No, my father Adem Toprak did not beat his wife or his children. And yet on that night, and on other nights in the ensuing years, he would easily lose his temper and turn the air blue with words that were full of pus and bile; he would smash objects against the walls, all the while hating the entire world for pushing him to the edge, where he feared the shadow of his father was waiting to tell him he might not, in the end, be that different from him.

 The trials the family faces in London are an endless abrasion to Adem, prompting him to dream about moving them all to someplace sane – like Abu Dhabi: 

Surely, the Arabs would not be like the Brits and Abu Dhabi would not be London. No rain coming down in buckets, no pork sausages wrapped in glazed bacon as if to double the sin, no pint-sized kitchens in moudly houses, no tomatoes without taste, no youngsters dyeing their hair purple and terrorizing the streets with their drunken madness. The British were always polite: they spate in your face so courteously that you expected them to hand you a handkerchief afterwards.

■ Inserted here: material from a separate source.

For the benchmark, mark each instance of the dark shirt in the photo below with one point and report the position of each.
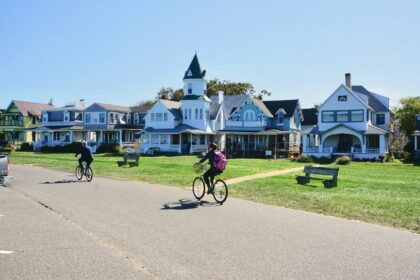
(210, 156)
(86, 153)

 When the insanity of ‘honor killing’ finds its way into this volatile mixture, attentive readers won’t be surprised at the timing or the circumstances – Shafak so expertly shuttles the scenes of her narrative from the past to the present and back that she somehow manages, in the fashion of ancient Greek tragedy, to make her plot’s outcomes seem both surprising and inevitable. She brings us inside the thoughts of one of her main characters as he thinks the unthinkable, and although her prose is often lazy (clichés and idioms abound), her moral generosity is downright staggering. It’s also infectious. The wrongs in Honor are brutally plain, but the wrongdoers are clothed in such touchable flesh that readers will find themselves carried beyond easy revulsions – to places that are far less comfortable but far more rewarding. Shafak has once again produced a genuinely thought-provoking cultural discussion-starter, with a little warm fiction on the side.